Menée sur la base de 28 000 pages d’accords secrets signés entre le Grand-Duché et 340 grandes entreprises, parmi lesquelles Amazon, Apple, Deutsche Bank et Ikea, l’enquête a révélé notamment que

ces groupes réalisent des milliards d’euros d’économie chaque année grâce à la création d’une holding ou d’une filiale au Luxembourg avec très peu d’activités et de salariés. […] Toujours stratégiques, ces opérations visent un but unique : acquitter l’impôt le plus faible possible, sinon obtenir une exonération totale.

Les dispositifs fiscaux “sont légaux, mais jugés nocifs”, note le quotidien français, qui ajoute que

la Commission européenne enquête, depuis juin, sur les pratiques d’un pays qui a bâti un régime fiscal sur mesure pour ces grands groupes, dérogatoire du droit commun. Elle estime que les avantages accordés à certaines entreprises sont potentiellement assimilables à des aides d’Etat illégales.

De même, Luxemburger Wort note que les révélations arrivent “à un moment particulièrement inconfortable” pour le nouveau président de la Commission européenne, Jean-Claude Juncker, qui “a présidé sur les affaires fiscaux du Luxembourg pendant deux décennies” en tant que ministre des Finances et premier ministre. Avec une enquête européenne déjà en cours concernant les régimes fiscaux negociés pour Amazon et Fiat alors qu’il était à la tête du gouvernement, Juncker a répondu aux révélations

en disant qu’il avait “ses idées” et qu’il ne ferait rien pour empêcher l’enquête de la Commission “car je trouverais cela indécent”.

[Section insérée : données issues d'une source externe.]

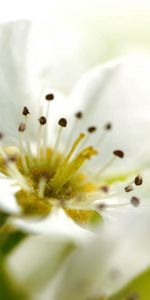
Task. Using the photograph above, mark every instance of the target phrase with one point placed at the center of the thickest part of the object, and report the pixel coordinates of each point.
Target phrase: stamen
(138, 180)
(42, 121)
(41, 187)
(117, 153)
(65, 172)
(73, 148)
(78, 117)
(21, 129)
(62, 123)
(106, 129)
(25, 113)
(90, 131)
(17, 176)
(129, 188)
(135, 201)
(49, 97)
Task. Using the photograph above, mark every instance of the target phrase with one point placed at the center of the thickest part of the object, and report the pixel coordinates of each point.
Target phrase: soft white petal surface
(56, 223)
(8, 202)
(118, 92)
(28, 60)
(120, 252)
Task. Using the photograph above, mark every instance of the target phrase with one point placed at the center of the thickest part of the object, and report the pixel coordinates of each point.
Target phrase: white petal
(57, 223)
(118, 93)
(8, 202)
(27, 63)
(40, 255)
(119, 253)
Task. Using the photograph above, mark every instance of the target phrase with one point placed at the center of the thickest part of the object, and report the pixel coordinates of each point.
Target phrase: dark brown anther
(79, 115)
(62, 122)
(25, 111)
(133, 296)
(129, 188)
(42, 120)
(1, 135)
(104, 188)
(49, 97)
(91, 129)
(135, 201)
(22, 127)
(138, 180)
(102, 206)
(12, 159)
(118, 153)
(108, 126)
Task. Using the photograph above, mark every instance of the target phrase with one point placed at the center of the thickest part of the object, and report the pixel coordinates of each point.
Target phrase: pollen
(50, 176)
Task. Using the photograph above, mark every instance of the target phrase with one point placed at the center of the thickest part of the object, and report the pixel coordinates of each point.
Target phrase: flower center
(49, 177)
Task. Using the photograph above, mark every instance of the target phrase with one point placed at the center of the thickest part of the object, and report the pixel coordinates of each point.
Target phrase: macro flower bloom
(115, 259)
(69, 157)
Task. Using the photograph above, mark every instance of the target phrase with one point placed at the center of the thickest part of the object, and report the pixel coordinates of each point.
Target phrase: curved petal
(57, 223)
(118, 93)
(28, 61)
(8, 202)
(115, 256)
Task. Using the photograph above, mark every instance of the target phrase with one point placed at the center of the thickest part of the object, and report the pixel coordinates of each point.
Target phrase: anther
(135, 201)
(138, 180)
(129, 188)
(104, 188)
(91, 129)
(42, 120)
(25, 111)
(49, 97)
(12, 159)
(62, 122)
(108, 126)
(22, 127)
(134, 296)
(79, 115)
(1, 135)
(102, 206)
(118, 153)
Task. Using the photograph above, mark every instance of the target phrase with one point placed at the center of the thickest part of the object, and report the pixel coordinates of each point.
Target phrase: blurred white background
(91, 31)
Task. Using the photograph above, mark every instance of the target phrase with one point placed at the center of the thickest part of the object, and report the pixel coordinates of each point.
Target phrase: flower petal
(120, 251)
(8, 202)
(57, 223)
(118, 92)
(27, 59)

Mais le journaliste Richard Brooks, pour qui le Grand-Duché “doit son statut du premier paradis fiscal du monde à sa place au cœur de l’Europe”, explique à The Guardian que les enquêtes —

ne concernent toutefois que des éventuelles accords avantageux destinés à certains groupes, alors que le grand problème, c’est que le Luxembourg offre des allégements fiscaux majeures à toutes les grandes entreprises, sous condition qu’elles ont suffisamment d’argent.

A Varsovie, Gazeta Wyborcza conclut pour sa part que

L’enquête “Luxembourg Leaks” dévoile un nombre de “contrats fiscaux” luxembourgois tellement important que les contribuables européens auront du mal à avaler la pilule. D’autant plus qu'ils doivent se serrer la ceinture depuis quelques années.